Research basis: references/research_basis.md.
Use When
Activate this skill when you need fresh perception for the current tick. Other skills may read state/observation.txt / state/observation_ctx.json if those files exist—there is no hard activation order.
Procedure
- Call
codegen with instruction: "<observe>" and ctx: {"id": <your_agent_id>} (replace <your_agent_id> with your actual agent ID from the Agent Identity section).
- Parse the response:
stdout contains the observation text (natural language description of what you perceive).
ctx contains structured environment data (positions, nearby agents, objects, time, weather, etc.).
- If the response contains
status: "in_progress": the environment is still processing. Call done and resume next tick.
- Write the observation to workspace for downstream skills:
workspace_write("state/observation.txt", <stdout text>)
- If
ctx contains useful structured data, also write it:
workspace_write("state/observation_ctx.json", <ctx as JSON string>)
Persisting perception
After a successful observe, if you want a durable trace, append one line to memory.jsonl with type: "observation" (or event) and a short factual summary. Skip if this tick’s perception duplicates the latest entry.
What Observation Contains
The observation text typically includes:
Location Information
- Where you are (building, street, park, etc.)

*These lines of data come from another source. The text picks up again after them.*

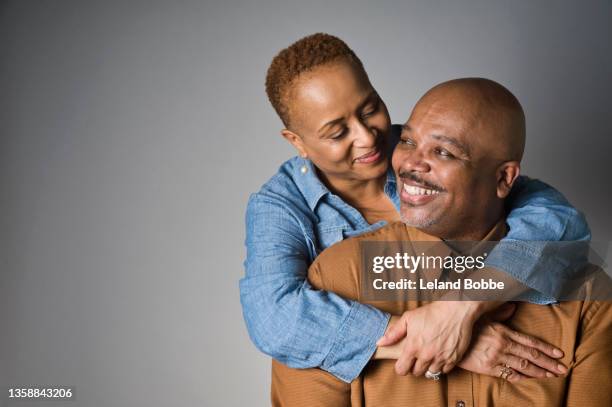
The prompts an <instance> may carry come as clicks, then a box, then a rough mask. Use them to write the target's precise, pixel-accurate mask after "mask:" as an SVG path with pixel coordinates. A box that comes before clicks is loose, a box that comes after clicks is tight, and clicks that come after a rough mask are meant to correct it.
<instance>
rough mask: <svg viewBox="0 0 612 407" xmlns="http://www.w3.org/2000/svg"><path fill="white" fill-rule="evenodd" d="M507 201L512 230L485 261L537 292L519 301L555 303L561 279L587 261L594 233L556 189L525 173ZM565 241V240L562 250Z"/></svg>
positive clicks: (511, 193)
mask: <svg viewBox="0 0 612 407" xmlns="http://www.w3.org/2000/svg"><path fill="white" fill-rule="evenodd" d="M507 203H508V205H507V207H508V208H509V210H510V211H509V214H508V216H507V218H506V222H507V224H508V226H509V227H510V231H509V232H508V234H507V236H506V237H505V238H504V239H502V240H501V242H500V243H499V244H498V245H497V246H496V247H495V249H493V250H492V251H491V253H490V254H489V256H488V258H487V260H486V261H485V264H486V265H487V266H489V267H494V268H496V269H498V270H501V271H503V272H505V273H506V274H508V275H510V276H511V277H513V278H515V279H517V280H518V281H519V282H521V283H523V284H525V285H526V286H527V287H529V288H532V289H534V290H535V291H533V292H530V293H524V295H523V296H521V297H520V298H521V299H524V300H527V301H529V302H535V303H551V302H555V301H556V300H558V299H559V298H558V296H559V293H561V292H563V287H562V283H563V281H566V280H568V279H572V278H573V277H575V273H577V272H578V271H579V270H580V266H581V265H583V264H585V262H586V255H585V251H584V250H583V249H584V247H585V246H584V242H585V241H589V240H590V239H591V231H590V230H589V226H588V224H587V222H586V220H585V218H584V215H582V213H580V212H579V211H578V210H577V209H576V208H574V207H573V206H571V205H570V203H569V202H568V201H567V199H565V197H564V196H563V195H562V194H561V193H560V192H559V191H557V190H556V189H554V188H553V187H551V186H549V185H547V184H545V183H544V182H542V181H539V180H536V179H530V178H528V177H524V176H522V177H519V179H518V180H517V182H516V184H515V186H514V188H513V190H512V193H511V195H510V196H509V197H508V200H507ZM561 241H562V242H566V243H563V245H564V246H563V249H562V250H559V249H560V247H561V243H559V242H561ZM571 242H576V243H571Z"/></svg>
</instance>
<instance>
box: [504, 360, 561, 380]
mask: <svg viewBox="0 0 612 407" xmlns="http://www.w3.org/2000/svg"><path fill="white" fill-rule="evenodd" d="M506 365H508V366H510V367H511V368H513V369H514V370H516V371H517V372H520V373H522V374H524V375H525V376H528V377H540V378H544V377H554V376H555V375H554V374H553V373H551V372H549V371H547V370H545V369H542V368H541V367H539V366H536V365H534V364H533V363H529V361H528V360H527V359H523V358H519V357H518V356H514V355H506ZM547 373H548V375H550V376H548V375H547Z"/></svg>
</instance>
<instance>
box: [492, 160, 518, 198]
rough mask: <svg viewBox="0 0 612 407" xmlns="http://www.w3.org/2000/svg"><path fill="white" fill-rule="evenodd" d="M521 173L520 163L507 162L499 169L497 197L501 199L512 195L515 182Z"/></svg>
mask: <svg viewBox="0 0 612 407" xmlns="http://www.w3.org/2000/svg"><path fill="white" fill-rule="evenodd" d="M520 173H521V164H520V163H519V162H518V161H506V162H504V163H503V164H502V165H500V166H499V167H498V168H497V173H496V175H497V196H498V197H499V198H501V199H504V198H505V197H507V196H508V194H510V190H511V189H512V185H514V181H516V179H517V178H518V176H519V174H520Z"/></svg>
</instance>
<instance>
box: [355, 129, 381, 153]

- Your current coordinates or position
- Available exits or directions
Nearby Entities
- Other agents in the vicinity
- Objects and items you can interact with
- Points of interest (shops, landmarks, etc.)
Environmental Context
- Current time of day
- Weather conditions
- Any ongoing events or activities
Available Actions
- What actions are possible in the current location
- What interactions are available with nearby entities
Re-observation After Actions
After performing any action via codegen, always re-observe to get the updated environment state:
- Execute action via
codegen
- Check the response status
- Call
codegen with "<observe>" again
- Update
state/observation.txt and state/observation_ctx.json
This ensures the agent's internal state matches the environment state.
Observation Context Structure
The state/observation_ctx.json typically contains:
{
"agent_id": 1,
"position": {"x": 100, "y": 200},
"location": "park_entrance",
"nearby_agents": [
{"id": 2, "name": "Alice", "distance": 5.2}
],
"nearby_objects": [
{"id": "bench_01", "type": "bench", "distance": 2.0}
],
"time": {"hour": 10, "minute": 30},
"weather": "sunny",
"available_actions": ["move", "interact", "wait"]
}
Important Notes
- Prefer writing
state/observation.txt every time you observe so the workspace stays self-consistent.

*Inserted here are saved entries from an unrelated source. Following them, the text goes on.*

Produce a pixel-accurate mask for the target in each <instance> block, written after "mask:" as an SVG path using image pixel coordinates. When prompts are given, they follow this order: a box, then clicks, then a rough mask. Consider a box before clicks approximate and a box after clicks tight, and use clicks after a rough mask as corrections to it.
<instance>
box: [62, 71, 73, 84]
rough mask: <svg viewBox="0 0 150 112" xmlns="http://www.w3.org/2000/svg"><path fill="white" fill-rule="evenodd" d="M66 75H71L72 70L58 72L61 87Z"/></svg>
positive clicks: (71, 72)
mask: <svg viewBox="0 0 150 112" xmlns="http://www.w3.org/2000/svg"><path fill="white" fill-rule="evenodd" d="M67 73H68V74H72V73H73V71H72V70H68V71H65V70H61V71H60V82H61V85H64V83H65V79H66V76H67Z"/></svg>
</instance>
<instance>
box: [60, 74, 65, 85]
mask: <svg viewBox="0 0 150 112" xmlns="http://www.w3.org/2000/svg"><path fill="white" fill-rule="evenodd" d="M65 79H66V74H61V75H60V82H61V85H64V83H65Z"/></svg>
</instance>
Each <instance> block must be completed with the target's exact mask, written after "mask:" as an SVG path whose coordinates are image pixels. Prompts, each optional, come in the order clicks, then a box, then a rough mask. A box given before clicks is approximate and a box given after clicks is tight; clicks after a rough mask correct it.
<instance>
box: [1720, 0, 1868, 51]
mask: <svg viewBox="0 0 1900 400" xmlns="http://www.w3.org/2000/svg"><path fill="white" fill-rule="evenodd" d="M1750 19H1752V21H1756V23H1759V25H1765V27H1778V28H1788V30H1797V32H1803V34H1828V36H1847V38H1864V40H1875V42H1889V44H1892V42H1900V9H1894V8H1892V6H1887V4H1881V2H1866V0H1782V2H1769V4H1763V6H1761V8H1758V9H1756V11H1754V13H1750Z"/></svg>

- If you skip observation, other skills have less grounding—work from profile + whatever files already exist.
- The
ctx JSON may be large; you don't need to memorize it all—write it to state/observation_ctx.json and let readers pull fields as needed.
- If
codegen returns an error, write a short note into state/observation.txt so later reads see what failed.
Write
Write state/observation.txt and, when structured context exists, state/observation_ctx.json.
Notes
This skill only produces observation artifacts (state/observation.txt, optional state/observation_ctx.json).
Higher-level “agent state snapshot / replay logging” is considered system functionality rather than a human-like capability skill, and should be handled by the runtime/framework if needed.